Si les ouvrages consacrés à la Seconde Guerre mondiale ne manquent pas, il n’existait pas de synthèse globale qui prenne en compte, au-delà du militaire et du stratégique, leur interconnexion avec l’économie, la logistique, la technologie, la politique, l’idéologie, mais aussi les ­dimensions culturelles, sociales et racistes. Fruit de dix ans de travail, cette magistrale Histoire totale de la ­Seconde Guerre mondiale aborde aussi l’Asie-Pacifique souvent négligée, l’Afrique du Nord, le Moyen-Orient. Prenant en compte les derniers acquis «d’une historiographie en constant renouvellement», le livre emprunte la forme du récit fluide et analytique pour saisir «les rationalités qui ­animaient les protagonistes». Ce conflit qui causa 60 à 70 millions de morts (dont 5 à 6 millions de Juifs), pour la première fois majoritairement civils, eut «des effets ­durables sur le second XXe siècle» et «adresse des questions ­essentielles aux contemporains». Olivier Wieviorka, professeur à l’Ecole normale supérieure de Paris-Saclay, collaborateur de Libération, a placé cette somme sous les auspices de René Char, puisque «nous sommes écartelés entre l’avidité de connaître et le désespoir d’avoir connu». F.Rl

Revue

Critique, Nicolas Grimaldi, contemporain à contretemps

N° 918, Novembre 2023, Minuit, 96 pp., 12 €.

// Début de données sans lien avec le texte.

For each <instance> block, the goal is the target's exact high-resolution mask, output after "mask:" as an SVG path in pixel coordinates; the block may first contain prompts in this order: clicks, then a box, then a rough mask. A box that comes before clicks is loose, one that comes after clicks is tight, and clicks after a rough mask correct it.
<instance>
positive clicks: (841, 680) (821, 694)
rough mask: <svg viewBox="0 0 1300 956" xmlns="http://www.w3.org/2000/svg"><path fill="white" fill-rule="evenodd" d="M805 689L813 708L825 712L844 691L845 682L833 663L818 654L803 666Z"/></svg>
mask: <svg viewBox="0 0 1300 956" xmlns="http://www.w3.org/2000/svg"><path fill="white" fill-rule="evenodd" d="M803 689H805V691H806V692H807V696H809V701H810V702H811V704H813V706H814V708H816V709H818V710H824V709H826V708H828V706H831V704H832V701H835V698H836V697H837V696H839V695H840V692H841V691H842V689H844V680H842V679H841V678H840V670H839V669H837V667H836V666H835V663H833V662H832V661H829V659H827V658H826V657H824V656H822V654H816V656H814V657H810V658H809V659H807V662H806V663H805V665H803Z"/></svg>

Très heureuse initiative de la rédaction de Critique que de consacrer sa livraison d’automne à Nicolas Grimaldi, qui fut un grand professeur de la Sorbonne, enchanteur par son verbe virtuose de générations d’étudiants («l’autre Jankélévitch», disait-on de lui), mais qui, malgré une œuvre considérable (qu’à 90 ans il continue de nourrir), reste toujours «en retrait». Si les philosophes n’ont qu’une seule chose à dire, mais en donnent les déclinaisons toute leur vie, Grimaldi, lui, n’aura cessé de répéter que la conscience est «attente», et tiré de cette proposition en apparence bien simple tous les ressorts pour étudier aussi bien Proust que les métamorphoses de l’amour, Descartes, la jalousie, l’esthétique de Van Gogh, la solitude, la banalité, le vide, la liberté, le crépuscule de la démocratie, le ­désenchantement… Réunis par Fabrice Colonna, les ­textes (Didier Cartier, Anne-Claire Désesquelles…) mettent en évidence la profondeur et la cohérence de son œuvre. R.M.